22:55:00 Iandê Albuquerque 25 Comments




É estranho ter uma conversa séria depois de tantas outras conversas que te fazem perder muito tempo e vontade de comer. Os gestos se tornam reflexos do outro. Os olhos baixos, o recurso de tentar fugir da situação ao desviar a atenção para qualquer outra coisa ao redor, se rasgando num pedaço de guardanapo, mexendo o canudo em movimentos circulares tentando misturar o gelo e dissolver a agonia, deixando passar a vontade de se levantar da cadeira e ir embora sem pagar a gorjeta pro garçom pra não ter mais respostas. Mas daí você se lembra na possibilidade de perder a pessoa que está diante de você tentando chegar em algum acordo, tentando procurar soluções, encontrar razões e respostas. As pernas travam, a bunda pesa sobre a cadeira e o relógio passa a ser inútil. Tiramos todo o gás do refrigerante, deixamos a cerveja esquentar, admiramos as cutículas das unhas, passamos a mão no cabelo, encolhemos as sobrancelhas ou fazemos cara de não entender nada mesmo entendo só pelo fato de não querer entender.

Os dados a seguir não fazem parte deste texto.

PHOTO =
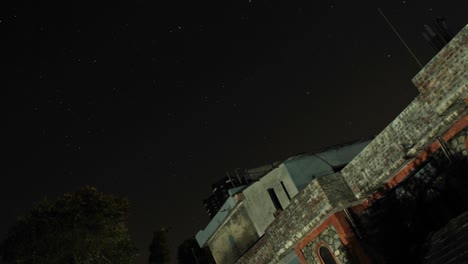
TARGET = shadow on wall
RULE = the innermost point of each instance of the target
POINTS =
(395, 227)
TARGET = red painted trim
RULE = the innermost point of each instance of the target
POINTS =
(345, 232)
(414, 164)
(323, 244)
(466, 142)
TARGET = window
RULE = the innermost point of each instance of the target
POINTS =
(285, 191)
(274, 199)
(326, 255)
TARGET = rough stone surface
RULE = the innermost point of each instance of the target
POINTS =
(444, 85)
(329, 237)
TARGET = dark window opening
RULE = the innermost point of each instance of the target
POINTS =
(274, 199)
(285, 191)
(326, 255)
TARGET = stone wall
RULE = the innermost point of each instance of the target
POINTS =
(444, 85)
(330, 238)
(308, 209)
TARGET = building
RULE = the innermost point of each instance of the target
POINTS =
(239, 177)
(401, 199)
(250, 209)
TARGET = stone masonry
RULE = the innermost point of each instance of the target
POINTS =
(328, 237)
(443, 86)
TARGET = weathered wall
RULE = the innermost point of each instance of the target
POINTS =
(305, 168)
(233, 238)
(258, 203)
(307, 210)
(330, 238)
(442, 83)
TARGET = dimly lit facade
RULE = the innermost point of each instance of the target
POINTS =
(381, 206)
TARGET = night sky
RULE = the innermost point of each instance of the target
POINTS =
(155, 100)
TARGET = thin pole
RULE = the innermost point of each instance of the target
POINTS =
(195, 256)
(401, 39)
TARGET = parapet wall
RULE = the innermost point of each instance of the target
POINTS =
(443, 84)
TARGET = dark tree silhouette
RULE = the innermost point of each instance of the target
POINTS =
(159, 248)
(190, 253)
(80, 227)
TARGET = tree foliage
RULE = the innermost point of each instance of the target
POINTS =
(190, 253)
(83, 227)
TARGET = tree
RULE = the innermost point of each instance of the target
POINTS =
(159, 248)
(190, 253)
(83, 227)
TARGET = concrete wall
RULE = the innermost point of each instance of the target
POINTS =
(308, 209)
(258, 203)
(203, 235)
(234, 237)
(303, 169)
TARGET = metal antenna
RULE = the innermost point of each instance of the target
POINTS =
(401, 39)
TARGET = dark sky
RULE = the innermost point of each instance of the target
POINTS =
(155, 100)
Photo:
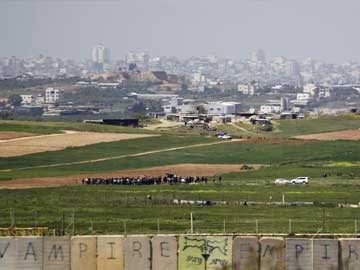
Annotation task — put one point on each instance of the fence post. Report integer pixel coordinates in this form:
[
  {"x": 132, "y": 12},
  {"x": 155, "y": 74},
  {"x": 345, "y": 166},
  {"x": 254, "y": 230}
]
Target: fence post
[
  {"x": 35, "y": 216},
  {"x": 63, "y": 224},
  {"x": 290, "y": 227},
  {"x": 73, "y": 222},
  {"x": 13, "y": 218},
  {"x": 191, "y": 224},
  {"x": 283, "y": 199},
  {"x": 355, "y": 225}
]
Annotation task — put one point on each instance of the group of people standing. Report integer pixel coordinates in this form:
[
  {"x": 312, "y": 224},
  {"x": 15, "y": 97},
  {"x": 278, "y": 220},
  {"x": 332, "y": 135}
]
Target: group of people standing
[{"x": 144, "y": 180}]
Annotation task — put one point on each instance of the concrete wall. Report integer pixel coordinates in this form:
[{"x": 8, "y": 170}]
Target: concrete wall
[{"x": 184, "y": 252}]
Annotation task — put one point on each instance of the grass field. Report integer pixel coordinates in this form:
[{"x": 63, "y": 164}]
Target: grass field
[
  {"x": 105, "y": 209},
  {"x": 291, "y": 128}
]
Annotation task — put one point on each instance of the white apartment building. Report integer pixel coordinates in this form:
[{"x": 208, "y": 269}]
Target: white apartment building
[
  {"x": 27, "y": 99},
  {"x": 222, "y": 108},
  {"x": 52, "y": 95},
  {"x": 246, "y": 89},
  {"x": 310, "y": 88},
  {"x": 100, "y": 54},
  {"x": 271, "y": 108},
  {"x": 303, "y": 96}
]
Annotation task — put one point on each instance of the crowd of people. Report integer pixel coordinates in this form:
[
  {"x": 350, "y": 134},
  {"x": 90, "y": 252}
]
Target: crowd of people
[{"x": 171, "y": 179}]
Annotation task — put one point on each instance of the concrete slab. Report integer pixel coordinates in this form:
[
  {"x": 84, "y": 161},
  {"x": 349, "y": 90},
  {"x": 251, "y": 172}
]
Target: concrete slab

É cedo demais pra dar o braço a torcer, é cedo demais pra ser nocauteado,  pra retirar a guarda, pra recuar, pra pôr a mão no rosto e levantar a bandeirinha branca, é cedo demais pra fugir do embate. Continuamos com a coceira atrás da orelha e dando um certo suspiro no final das frases. Quase cerramos o punho tentando dar explicações, degolamos o pescoço de tanto acenar a cabeça negativamente. É meio estranho ver o quão babaca se tornamos. Acreditamos ser a metade da laranja e que precisamos da outra metade pra se completar. Passamos a ouvir a música com mais intensidade, mergulhamos de cabeça no refrão, estufamos o peito e cantamos com vontade, vivemos procurando essa metade e quando aproximamos as partes, a laranja se torna limão. O amor se torna real quando fazemos careta, quando distorcemos o rosto, levantamos a sobrancelha e fazemos biquinho. Aliás, aquela coisa de que amor é sorrir todos os dias, só se encontra apenas na ficção amorosa das novelas. No final, culpamos o escritor por contar os nossos segredos, culpamos o compositor por ter nos colocado sem permissão no meio de um refrão e por ter trazido a saudade como tom. Santa Afrodite! O amor é muito mais do que aprendemos no colegial, é muito mais do que pensamos que fosse, é muito mais que somente bitoquinhas. Também é beliscãozinho, puxãozinho de orelha, gritinhos no ouvido e discussõezinhas baratas.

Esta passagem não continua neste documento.